Sortir de son cadre permet de se confronter à ses certitudes, de comprendre si elles nous rapprochent ou nous éloignent du réel. La résolution d’un problème commence par son observation in situ, dans son contexte et non à travers le prisme déformant de présupposés, qu’ils nous soient propres ou ceux de ceux qui nous entourent et nous conseillent.

Dépasser le conflit relationnel, ou comprendre avant de juger

Face à un comportement qui nous semble absurde, notre première réaction est souvent de juger : Il est incompétent. Elle est mal intentionnée. C’est oublier que la plupart du temps, tout comportement a une rationalité dans son contexte. C’est une leçon de l’intelligence des acteurs, comme le soulignent Michel Crozier, François Dupuy et bien d’autres.

Ce que je ne comprends pas en effet devient beaucoup plus clair lorsque je cherche à creuser la bonne raison pour laquelle cette personne n’agit pas conformément à mes attentes.

Parmi les questions à se poser : Quelles contraintes cette personne subit-elle ? Dans quel système est-elle immergée ? Quelles informations lui manquent ? Quelle autonomie cherche-t-elle à préserver ?

Un client, un jour, me confiait son exaspération face à une alter ego dont les décisions lui semblaient incompréhensibles, collègue qui jusqu’à ce jour semblait pertinente dans nos échanges. Jusqu’à ce qu’il découvre qu’elle était prisonnière d’un jeu de pouvoir interne dont il ignorait tout.

Faute de comprendre, il nous arrive de basculer dans une posture qui accentue le conflit relationnel, que vous pouvez dépasser à condition de revenir à la dimension opérationnelle, au moyen de cette intelligence des acteurs.

Si vous souhaitez creuser ce sujet, je vous renvoie à une chronique vidéo sur le sujet, Vos collaborateurs sont intelligents !

L’incompétence inconsciente : le vrai défi

Une matrice efficace pour résumer tout cela, dérivée semble-t-il des phases d’apprentissage de Abraham Maslow :

L’apprentissage part de l’incompétence consciente pour arriver à une connaissance ou une compétence tacite ou enfouie, que je ne sais même plus avoir.

Tout le sujet de désapprendre est de se concentrer sur la quatrième case, en bas à droite, et pour être plus exacte sur une variante de cette case : chercher à lever le voile d’ignorance qui recouvre ce que vous ne savez pas, ou plutôt ce que vous croyez savoir.
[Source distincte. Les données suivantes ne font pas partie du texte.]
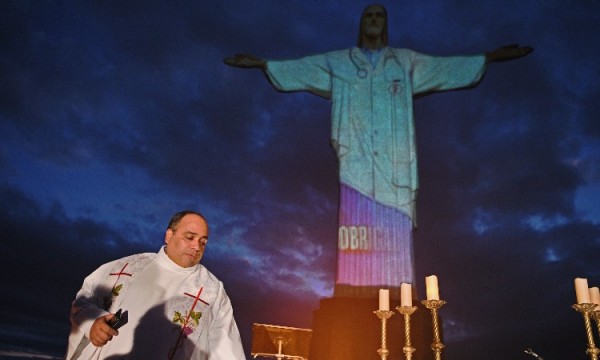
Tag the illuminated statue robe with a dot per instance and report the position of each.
(158, 295)
(373, 134)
C’est dans cette dernière zone que se joue l’essentiel, ces angles morts qui peuvent obscurcir le jugement de l’entrepreneur. Et ce sans toucher à vos votre identité.

Alvin Tofler le résumait en une formule : «  Les analphabètes du XXIe siècle ne seront pas ceux qui ne savent ni lire ni écrire, mais ceux incapable d’apprendre, de désapprendre et de réapprendre. » Pour vous bien sûr qui entreprenez, comme pour vos équipes.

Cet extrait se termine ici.